Abstract:Since the classic work of Hays, Imbrie, and Shackleton in 1976, we have known that glacial cycles are paced by the Milankovitch frequencies. However, it has also been long recognized that deglaciations, especially in the ‘100k-world’, are too abrupt to be a linear response of the climate system to this orbital forcing. To explain this ‘sawtooth’ behavior, rising pCO2 in the atmosphere has been proposed to be an amplifier of deglacial climate change. Yet this CO2 must come from somewhere and it does not seem to be an early responder in the deglacial sequence of events.
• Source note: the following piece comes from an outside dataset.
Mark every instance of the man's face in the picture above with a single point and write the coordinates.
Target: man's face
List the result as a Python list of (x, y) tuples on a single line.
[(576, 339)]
Most ideas focus on the deep ocean as the only reservoir large enough to store the CO2 on G-I timescales, including the capacity to release it quickly.
Here we propose a new ‘capacitor’ for the climate system, deep ocean heat storage, that could provide the key physical mechanism to explain the important features of deglacial climate. There is a growing body of evidence, from carbonate stable isotopes and pore water salinity estimates, that the Last Glacial Maximum deep ocean was more stratified than today. Through thermobaricity in seawater’s equation of state (the pressure dependence of the thermal expansion coefficient), salt stratification can store heat in a water column that is locally statically stable. However, analogous to CAPE in the atmosphere, this heat energy is convectively available and can lead to large, abrupt deep-ocean mixing. Using clumped isotopes in deep-sea corals from Heinrich Event 1, we have found warmer water underneath colder water, about 800 years before the Bolling-Alerod warming recorded in Greenland ice cores. We propose that the abrupt nature of the Bolling is due to the discharge of this deep ocean thermal capacitor which then changes the deep circulation from a glacial to a modern pattern.